Even as gossip goes, this hardly qualifies as racy given Ms Winslet's proclivity for shunning parts that leave her clothing intact. If Ms Winslet appears in a movie, rest assured her boobs will too. This isn’t a complaint: in a world (cue Don LaFontaine again) ruled by teenage skanks exposing how little flesh they have left, the tasteful nudity of a mature middle-aged mother of two is indeed a welcome treat. But “news” only to those who've sleepwalked through decades of Vanity Fair issues.

November 4, 2008

Yma Sumac, 1922-2008.

The Peruvian soprano with the extraordinary range, whose career spanned over six decades, has passed away. The official site hosts selections from her catalogue.

November 3, 2008

McCain can still win.

The McCain-Palin ticket can still win. The Republican guard simply have to concentrate their last minute efforts on the ace planted up their sleeves by reactionary commentators over the past year, casting their Democratic opponent as the incarnation of the feverish Cold War nightmare dramatised in at least two movies and one Outer Limits episode: the candidate impostor!

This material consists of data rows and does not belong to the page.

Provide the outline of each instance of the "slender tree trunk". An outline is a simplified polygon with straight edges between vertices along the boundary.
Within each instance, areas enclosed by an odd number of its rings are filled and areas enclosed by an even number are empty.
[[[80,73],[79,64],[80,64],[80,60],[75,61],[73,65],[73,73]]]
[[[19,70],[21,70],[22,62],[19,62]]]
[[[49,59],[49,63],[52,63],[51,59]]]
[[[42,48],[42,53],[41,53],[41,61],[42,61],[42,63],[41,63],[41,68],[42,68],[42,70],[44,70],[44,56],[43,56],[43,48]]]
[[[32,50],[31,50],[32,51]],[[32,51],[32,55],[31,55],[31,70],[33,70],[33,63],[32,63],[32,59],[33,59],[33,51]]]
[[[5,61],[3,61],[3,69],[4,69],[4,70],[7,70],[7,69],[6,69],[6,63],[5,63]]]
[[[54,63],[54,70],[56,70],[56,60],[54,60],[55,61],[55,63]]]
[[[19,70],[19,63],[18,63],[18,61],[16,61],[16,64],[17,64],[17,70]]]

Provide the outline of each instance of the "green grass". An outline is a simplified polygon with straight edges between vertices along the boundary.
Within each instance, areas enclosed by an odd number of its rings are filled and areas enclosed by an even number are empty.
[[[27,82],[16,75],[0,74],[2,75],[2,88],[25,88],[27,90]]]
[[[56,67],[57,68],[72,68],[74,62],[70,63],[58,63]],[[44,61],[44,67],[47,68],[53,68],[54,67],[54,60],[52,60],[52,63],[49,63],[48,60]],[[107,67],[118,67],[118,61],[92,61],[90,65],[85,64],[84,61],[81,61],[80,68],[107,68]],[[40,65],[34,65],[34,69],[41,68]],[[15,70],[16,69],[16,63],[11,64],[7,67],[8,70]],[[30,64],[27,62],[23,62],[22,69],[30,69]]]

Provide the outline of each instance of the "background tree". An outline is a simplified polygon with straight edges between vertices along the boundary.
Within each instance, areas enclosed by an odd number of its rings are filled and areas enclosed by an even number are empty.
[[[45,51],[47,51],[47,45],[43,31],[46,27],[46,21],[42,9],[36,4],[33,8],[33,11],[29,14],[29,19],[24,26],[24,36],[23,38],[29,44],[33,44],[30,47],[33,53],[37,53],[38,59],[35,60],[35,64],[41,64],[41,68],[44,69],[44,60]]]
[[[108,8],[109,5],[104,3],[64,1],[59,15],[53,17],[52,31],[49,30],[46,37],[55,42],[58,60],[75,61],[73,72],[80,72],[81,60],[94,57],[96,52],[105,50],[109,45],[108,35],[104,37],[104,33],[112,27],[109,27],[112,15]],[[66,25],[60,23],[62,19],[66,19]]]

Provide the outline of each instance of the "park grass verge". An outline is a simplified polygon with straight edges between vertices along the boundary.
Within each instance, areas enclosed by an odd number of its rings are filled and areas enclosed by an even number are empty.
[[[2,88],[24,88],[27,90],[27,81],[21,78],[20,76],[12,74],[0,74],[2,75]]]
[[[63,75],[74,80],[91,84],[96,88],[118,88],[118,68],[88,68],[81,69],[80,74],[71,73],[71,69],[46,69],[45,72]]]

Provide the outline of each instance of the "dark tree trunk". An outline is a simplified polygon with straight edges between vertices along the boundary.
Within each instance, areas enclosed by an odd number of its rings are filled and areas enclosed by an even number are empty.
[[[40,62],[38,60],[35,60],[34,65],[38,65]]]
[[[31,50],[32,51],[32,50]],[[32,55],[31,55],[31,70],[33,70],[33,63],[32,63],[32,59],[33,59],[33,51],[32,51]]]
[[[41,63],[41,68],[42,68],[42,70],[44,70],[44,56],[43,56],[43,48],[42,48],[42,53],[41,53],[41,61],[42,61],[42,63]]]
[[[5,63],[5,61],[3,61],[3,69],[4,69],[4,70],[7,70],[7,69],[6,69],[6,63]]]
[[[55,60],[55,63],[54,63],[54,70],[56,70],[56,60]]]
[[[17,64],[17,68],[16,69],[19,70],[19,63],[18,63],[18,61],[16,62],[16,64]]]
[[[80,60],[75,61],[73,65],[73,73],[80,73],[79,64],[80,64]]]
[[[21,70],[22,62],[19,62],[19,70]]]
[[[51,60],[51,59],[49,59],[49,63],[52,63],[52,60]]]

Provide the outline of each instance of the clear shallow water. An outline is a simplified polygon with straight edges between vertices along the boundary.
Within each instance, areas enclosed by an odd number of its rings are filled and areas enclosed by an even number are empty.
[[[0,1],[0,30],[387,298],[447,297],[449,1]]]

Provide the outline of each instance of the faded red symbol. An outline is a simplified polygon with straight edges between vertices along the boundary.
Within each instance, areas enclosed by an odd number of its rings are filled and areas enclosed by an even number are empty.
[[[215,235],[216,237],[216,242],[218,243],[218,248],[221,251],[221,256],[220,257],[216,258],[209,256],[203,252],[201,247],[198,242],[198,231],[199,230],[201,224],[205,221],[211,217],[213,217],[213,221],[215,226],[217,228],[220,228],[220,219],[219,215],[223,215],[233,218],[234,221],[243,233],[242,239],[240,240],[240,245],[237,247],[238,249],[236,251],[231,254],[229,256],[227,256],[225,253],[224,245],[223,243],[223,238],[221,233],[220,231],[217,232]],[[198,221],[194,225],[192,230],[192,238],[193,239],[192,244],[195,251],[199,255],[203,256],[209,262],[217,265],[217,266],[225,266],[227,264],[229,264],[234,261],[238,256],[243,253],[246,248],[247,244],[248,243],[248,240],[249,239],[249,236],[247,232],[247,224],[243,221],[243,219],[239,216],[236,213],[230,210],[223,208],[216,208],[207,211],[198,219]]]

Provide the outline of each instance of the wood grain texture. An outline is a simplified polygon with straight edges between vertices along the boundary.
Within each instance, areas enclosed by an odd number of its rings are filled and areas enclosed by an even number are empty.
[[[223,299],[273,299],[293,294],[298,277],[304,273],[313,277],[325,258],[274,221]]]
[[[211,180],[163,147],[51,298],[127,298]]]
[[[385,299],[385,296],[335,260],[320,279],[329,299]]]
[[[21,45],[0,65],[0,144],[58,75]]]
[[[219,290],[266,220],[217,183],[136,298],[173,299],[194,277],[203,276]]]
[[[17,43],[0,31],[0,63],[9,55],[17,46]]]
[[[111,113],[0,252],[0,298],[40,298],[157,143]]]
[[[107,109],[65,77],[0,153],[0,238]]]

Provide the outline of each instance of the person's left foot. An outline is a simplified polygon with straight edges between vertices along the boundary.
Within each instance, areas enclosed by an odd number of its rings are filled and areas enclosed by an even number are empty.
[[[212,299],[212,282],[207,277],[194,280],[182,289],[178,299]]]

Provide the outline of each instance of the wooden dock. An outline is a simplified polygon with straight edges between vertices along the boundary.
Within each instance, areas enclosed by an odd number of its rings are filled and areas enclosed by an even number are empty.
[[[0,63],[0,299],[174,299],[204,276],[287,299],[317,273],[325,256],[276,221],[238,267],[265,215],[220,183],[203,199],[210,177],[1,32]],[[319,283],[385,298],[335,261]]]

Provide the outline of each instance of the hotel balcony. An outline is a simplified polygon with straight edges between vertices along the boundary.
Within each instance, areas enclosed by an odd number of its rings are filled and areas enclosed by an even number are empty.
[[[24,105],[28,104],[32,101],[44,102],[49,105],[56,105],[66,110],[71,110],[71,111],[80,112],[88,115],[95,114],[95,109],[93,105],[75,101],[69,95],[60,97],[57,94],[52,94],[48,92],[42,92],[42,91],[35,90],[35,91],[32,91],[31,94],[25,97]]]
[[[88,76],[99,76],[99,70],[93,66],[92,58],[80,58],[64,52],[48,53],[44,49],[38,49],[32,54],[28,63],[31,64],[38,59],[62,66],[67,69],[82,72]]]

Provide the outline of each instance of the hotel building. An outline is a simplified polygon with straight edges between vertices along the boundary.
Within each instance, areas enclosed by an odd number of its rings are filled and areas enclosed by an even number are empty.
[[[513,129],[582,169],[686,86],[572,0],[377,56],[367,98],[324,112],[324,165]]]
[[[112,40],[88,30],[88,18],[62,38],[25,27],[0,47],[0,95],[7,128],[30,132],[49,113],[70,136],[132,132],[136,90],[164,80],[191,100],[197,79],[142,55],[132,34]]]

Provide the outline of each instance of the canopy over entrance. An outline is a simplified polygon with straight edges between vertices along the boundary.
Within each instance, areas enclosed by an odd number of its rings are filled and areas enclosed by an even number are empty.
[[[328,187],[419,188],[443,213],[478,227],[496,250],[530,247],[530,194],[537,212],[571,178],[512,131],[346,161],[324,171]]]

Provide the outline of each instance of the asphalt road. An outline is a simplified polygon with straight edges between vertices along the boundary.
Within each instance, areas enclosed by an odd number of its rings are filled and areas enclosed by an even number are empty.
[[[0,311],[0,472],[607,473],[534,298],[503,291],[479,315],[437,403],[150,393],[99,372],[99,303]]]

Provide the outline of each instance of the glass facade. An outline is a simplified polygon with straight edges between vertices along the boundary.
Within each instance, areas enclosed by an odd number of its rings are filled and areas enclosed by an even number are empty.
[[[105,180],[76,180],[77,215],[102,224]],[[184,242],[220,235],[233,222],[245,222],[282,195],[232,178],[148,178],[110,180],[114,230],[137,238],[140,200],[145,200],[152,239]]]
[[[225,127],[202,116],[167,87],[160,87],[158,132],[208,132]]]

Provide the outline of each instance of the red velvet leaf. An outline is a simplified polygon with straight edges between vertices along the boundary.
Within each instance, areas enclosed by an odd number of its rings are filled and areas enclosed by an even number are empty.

(Cue voice-over in the style of the late
Don LaFontaine “He doesn’t believe prosperity trickles down! He wants to socialise your medicine and take away your guns. Obama – the Canadian candidate!”)

A quite plausible conspiracy considering not only the Democratic ticket’s centrist stance, but the ongoing clandestine usurpation of the USA by its northern neighbour; Canadians have actively sought to re-establish themselves and their values south of the border since the revolution.

The success of this “quiet invasion” is best measured by the average Americans (never mind Canadians) awareness of just how many hallmarks of American society and culture were – and continue to be – conceived by Canadians. From policy, to film and television, music, and everyday conveniences like the electric stove, plastic garbage bag, Blckberrys, Crocs, and local multiplex, the sinister Canadian touch can be felt in practically every single facet of America.

So, yes, McCain-Palin still stand a chance. By employing the time-honoured trick of distracting Americans from their domestic woes, and encouraging them to circle the wagons in a decisive stand against the Canadian
aggression and its counterfeit candidate.